Istruzione e condizione sociale contano

Il livello di istruzione è uno dei principali fattori associati alla partecipazione: tra i laureati il 10,3% fa volontariato organizzato e il 7,9% offre aiuti diretti. Le percentuali scendono progressivamente tra i diplomati e chi ha titoli di studio inferiori. Anche in questo caso, però, il trend è in calo rispetto al 2013, specialmente tra i diplomati.

Interessante anche il dato per condizione occupazionale: i pensionati risultano i più attivi nel volontariato organizzato (7,8%), seguiti da occupati (6,3%) e disoccupati (5,9%). Gli studenti mostrano un netto calo rispetto al passato, ma chi è coinvolto dedica più tempo rispetto a dieci anni fa.
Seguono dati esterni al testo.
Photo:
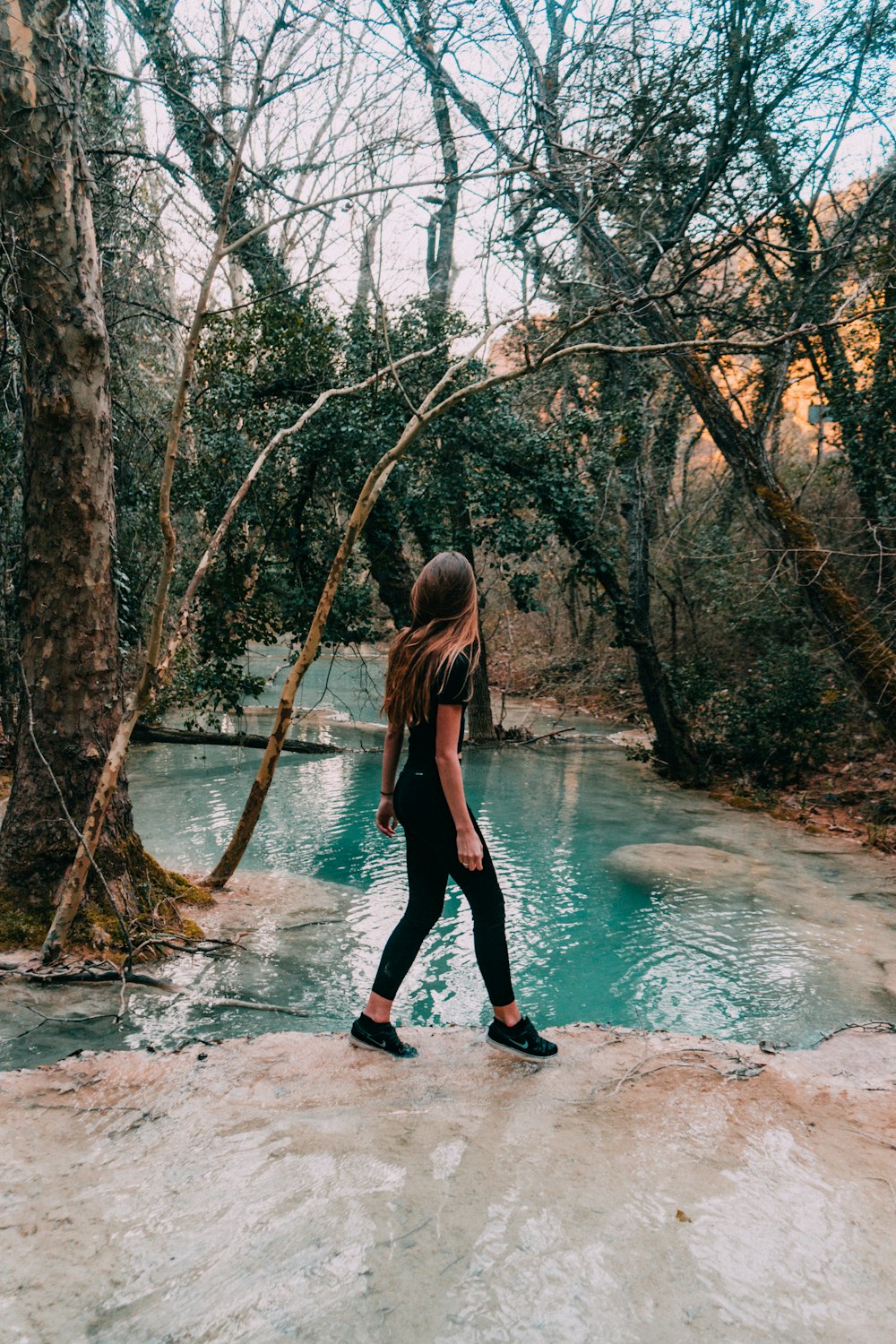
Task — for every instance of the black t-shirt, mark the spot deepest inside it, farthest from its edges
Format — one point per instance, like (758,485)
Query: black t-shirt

L’impatto della pandemia: meno costanza, più flessibilità

La crisi sanitaria da Covid-19 ha cambiato abitudini e modi di partecipare. Ben il 71% dei volontari attivi nel 2023 lo era già prima della pandemia, ma circa un quarto ha iniziato dopo il 2020, in molti casi per motivazioni nuove. Tra questi ultimi, prevale l’impegno diretto e occasionale, più adattabile alla nuova quotidianità.

Oltre la metà di chi era già volontario prima della pandemia ha modificato il tempo dedicato all’attività, e in generale è cresciuta la quota di chi ha intensificato il proprio impegno, specie negli aiuti diretti.
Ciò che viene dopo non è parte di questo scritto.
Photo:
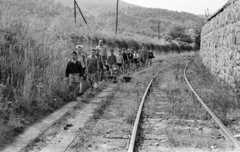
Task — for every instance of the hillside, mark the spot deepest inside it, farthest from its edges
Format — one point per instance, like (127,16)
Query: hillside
(97,6)
(134,20)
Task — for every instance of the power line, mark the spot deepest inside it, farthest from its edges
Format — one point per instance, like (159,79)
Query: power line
(117,17)
(76,4)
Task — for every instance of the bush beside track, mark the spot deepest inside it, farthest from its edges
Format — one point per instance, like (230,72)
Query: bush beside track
(36,38)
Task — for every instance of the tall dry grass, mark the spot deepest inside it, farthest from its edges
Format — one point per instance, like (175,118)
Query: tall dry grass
(36,38)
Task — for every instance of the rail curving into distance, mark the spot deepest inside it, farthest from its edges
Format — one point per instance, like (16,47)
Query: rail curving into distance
(136,123)
(220,124)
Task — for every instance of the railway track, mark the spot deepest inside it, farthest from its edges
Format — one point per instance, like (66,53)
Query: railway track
(60,134)
(149,131)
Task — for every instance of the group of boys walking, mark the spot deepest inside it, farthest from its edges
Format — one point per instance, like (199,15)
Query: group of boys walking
(81,68)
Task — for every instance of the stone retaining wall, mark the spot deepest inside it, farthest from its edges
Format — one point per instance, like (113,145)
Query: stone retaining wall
(220,43)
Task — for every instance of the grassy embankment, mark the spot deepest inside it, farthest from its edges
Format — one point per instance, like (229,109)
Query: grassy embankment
(35,41)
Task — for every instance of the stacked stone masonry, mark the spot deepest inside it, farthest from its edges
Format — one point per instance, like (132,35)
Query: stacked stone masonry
(220,43)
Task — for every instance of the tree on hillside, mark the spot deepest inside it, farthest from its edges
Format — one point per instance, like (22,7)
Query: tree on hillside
(178,32)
Impegno più intenso tra chi fa entrambe le modalità

In media, ogni volontario dedica 18 ore al mese alla propria attività. Chi combina volontariato organizzato e aiuto diretto supera le 28 ore mensili, mentre chi opera solo in gruppo o solo in forma autonoma si attesta intorno alle 17 e 11 ore rispettivamente. I pensionati sono i più attivi in termini di tempo dedicato, seguiti da disoccupati e casalinghe.

Volontariato organizzato: cambiano i settori

Le attività culturali e ricreative diventano il settore più frequentato nel volontariato organizzato (23,9%), seguite da assistenza sociale e protezione civile (22%). Cala invece la presenza nei settori religiosi, sportivi e sanitari, anche a causa della crescente professionalizzazione di alcuni servizi.

Le organizzazioni di volontariato (OdV) e le associazioni di promozione sociale (Aps) coinvolgono oggi quasi la metà dei volontari organizzati. Diminuisce la partecipazione a movimenti e gruppi informali, mentre cresce quella in realtà meno strutturate o difficilmente classificabili.

Aiuto diretto: meno amici, più ambiente

Nell’aiuto diretto si assiste a un ribaltamento dei destinatari: cala il supporto a conoscenti e amici (dal 66,8% al 56,7%) e cresce quello verso collettività, ambiente e territorio (dal 16,6% al 31,3%). Sempre più cittadini preferiscono impegnarsi per cause pubbliche piuttosto che per relazioni personali.

Tra i motivi principali per scegliere l’aiuto diretto non organizzato, prevalgono la volontà di autonomia (14,1%) e l’idea che non serva un gruppo per svolgere l’attività (54,4%).

Motivazioni e benefici: tra ideali e concretezza

Chi fa volontariato organizzato lo fa soprattutto per ideali condivisi (31,1%) e per contribuire al bene comune (21,5%). Al contrario, chi offre aiuto diretto è più motivato da emergenze (27,5%) o dalla necessità di assistere persone in difficoltà (24,6%).

I benefici percepiti sono molti: il 26,1% dichiara un miglioramento del benessere personale, il 20,4% segnala un ampliamento delle relazioni sociali. Cresce anche la consapevolezza civile, seppur in misura minore rispetto al passato.